Bulky rather than beautiful

DURING THE LAST YEAR or longer, we have visited plenty of ‘stately homes’ in England. Many of them are very fine works of architecture.Today, we visited Blenheim Palace for the second time in 12 months., It was built for the first Duke of Marlborough and is still home to some of his descendants.

Of the many grand homes that we have seen during our travels, Blenheim impressed me far, far less than many of the others. It is impressive in its bulkiness but, for me, it lacks the finesse that characterises so many of the other aristocratic homes we have visited.

PS: To be fair, Blenheim was not completed as originally planned because at some stage the funds for its construction became dramatically reduced.

Two heads in Cornwall

BIRDS WITH TWO heads have fascinated me ever since I first became interested in Albania when I was about 15 years old. Just in case you did not know, the flag of Albania (and several other countries) bears an eagle with two heads. Another place that uses this imaginary bird with two heads as a symbol is a place I visit frequently: Karnataka State (formerly Mysore State) in the south of India. Currently (June 2021), unable to visit either Albania or India, we are on holiday in the English county of Cornwall. At least two Cornish families have employed this imaginary double-headed creature as a symbol: the Killigrews and the Godolphins.  The famous banking family, the Hoares, also use the double-headed bird on their crest. A branch of this family might have originated in Cornwall (www.houseofnames.com/hoare-family-crest).

In the Kings Room at Godolphin House, Cornwall

I do not know for sure when or why the two-headed bird was adopted by these leading Cornish families, but here is my theory. John (1166-1216), King of England from 1199 until his death, had a son, his second, called Richard (1209-1272). His older brother, who became King Henry III, gifted him the county of Cornwall, making Richard High Sherriff of the county as well as its duke. The revenues collected from his county made Richard a wealthy man. Cutting a long story short, Richard of Cornwall was elected King of the Germany in 1256, often a position held by candidates being considered for becoming Emperor of the Holy Roman Empire. This allowed him to become known as the ‘King of the Romans’. He was the ruler (but not the emperor) of the Holy Roman Empire, a position he held until 1272, when he was replaced by Rudolf I of Habsburg (1218-1291). Richard hoped to become emperor, but never made the position. His crest bore a single-headed eagle, but that of the realm to which he aspired, The Holy Roman Empire, employed an eagle with two heads. At this point, I enter the realm of speculation.
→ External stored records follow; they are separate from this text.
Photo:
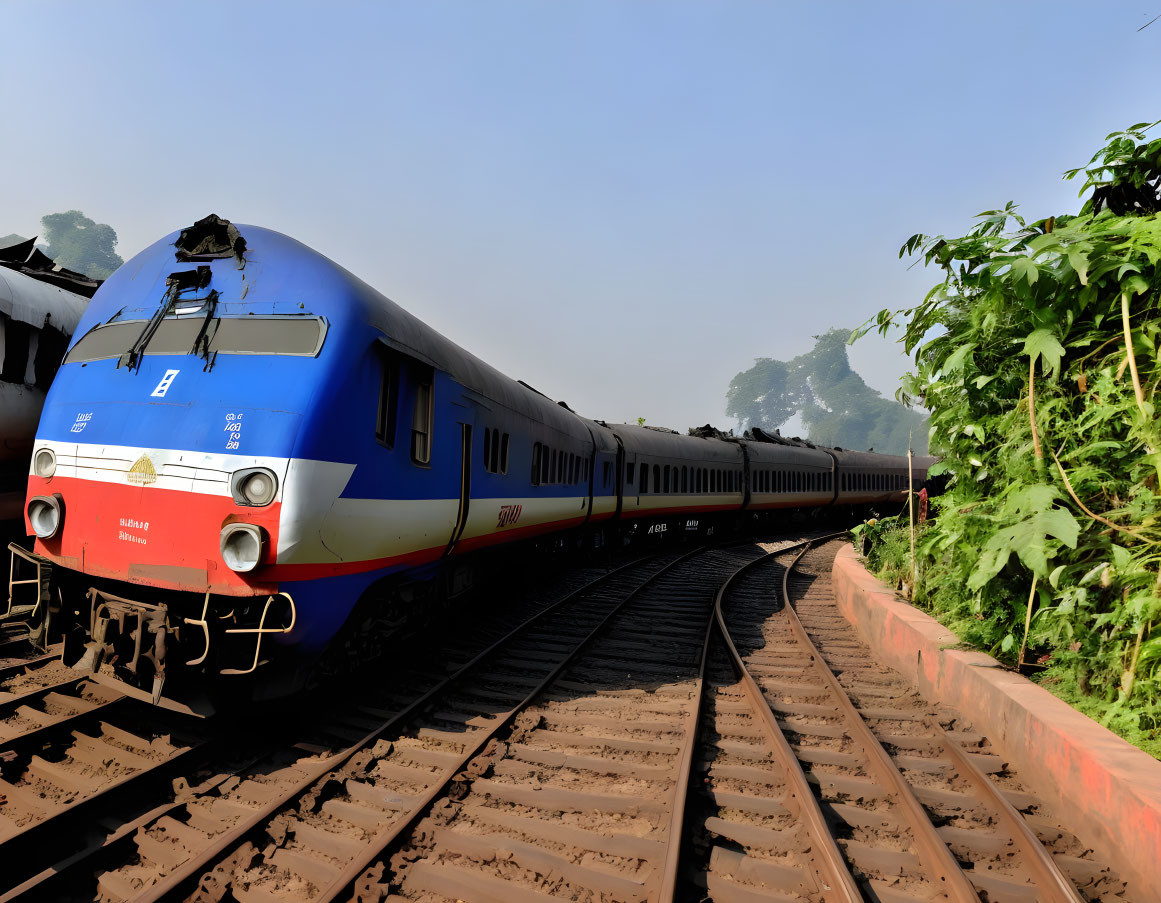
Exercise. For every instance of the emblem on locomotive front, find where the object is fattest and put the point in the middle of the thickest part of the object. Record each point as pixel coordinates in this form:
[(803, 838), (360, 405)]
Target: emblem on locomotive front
[(142, 471)]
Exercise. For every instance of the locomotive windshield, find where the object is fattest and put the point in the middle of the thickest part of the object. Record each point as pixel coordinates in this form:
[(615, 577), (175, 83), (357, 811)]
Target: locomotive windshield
[(295, 336)]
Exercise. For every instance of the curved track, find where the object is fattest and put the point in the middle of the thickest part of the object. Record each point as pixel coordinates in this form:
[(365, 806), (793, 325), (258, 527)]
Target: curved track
[(691, 727)]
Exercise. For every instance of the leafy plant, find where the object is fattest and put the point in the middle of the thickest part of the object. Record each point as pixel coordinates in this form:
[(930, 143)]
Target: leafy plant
[(1038, 358)]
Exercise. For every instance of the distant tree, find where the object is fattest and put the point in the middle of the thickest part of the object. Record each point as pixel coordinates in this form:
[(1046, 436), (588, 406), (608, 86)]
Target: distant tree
[(836, 406), (77, 243)]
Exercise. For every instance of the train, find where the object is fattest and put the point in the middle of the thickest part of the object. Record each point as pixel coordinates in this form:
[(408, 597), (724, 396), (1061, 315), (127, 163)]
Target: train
[(40, 308), (249, 456)]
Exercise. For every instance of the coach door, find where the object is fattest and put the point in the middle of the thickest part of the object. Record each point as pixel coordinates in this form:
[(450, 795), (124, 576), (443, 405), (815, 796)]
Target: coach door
[(461, 517), (619, 479)]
I suggest (with no evidence to back this up) that some noble families in Cornwall, who might have been associated with Richard, might have borrowed the double-headed eagle of Richard’s German kingdom for use on their family crests to enhance their family’s importance. Or, they might have used it in deference to Richard.  But, as my late father-in-law often said, I am only thinking aloud.

Recently, we visited Godolphin House, a National Trust maintained property just over 4 miles northwest of Helston. Set in lovely gardens, the house is what remains of a building that dates to about 1475, built by John I Godolphin. It was part of a far larger building, much of which is in ruins. It has a good set of stone outhouses. Godolphin built his house about 7 years after the death of the Albanian hero Gjergj Kastrioti Skënderbeu (1405-1468), also known as ‘Skanderbeg’, whose coat of arms, helmet, and seal includes a double-headed eagle. I do not know whether Skanderbeg was aware of the Godolphins, but it is possible that the reverse might have been the case, as much was written about the Albanian hero, even soon after his death, and many members of the Godolphin family were well-educated.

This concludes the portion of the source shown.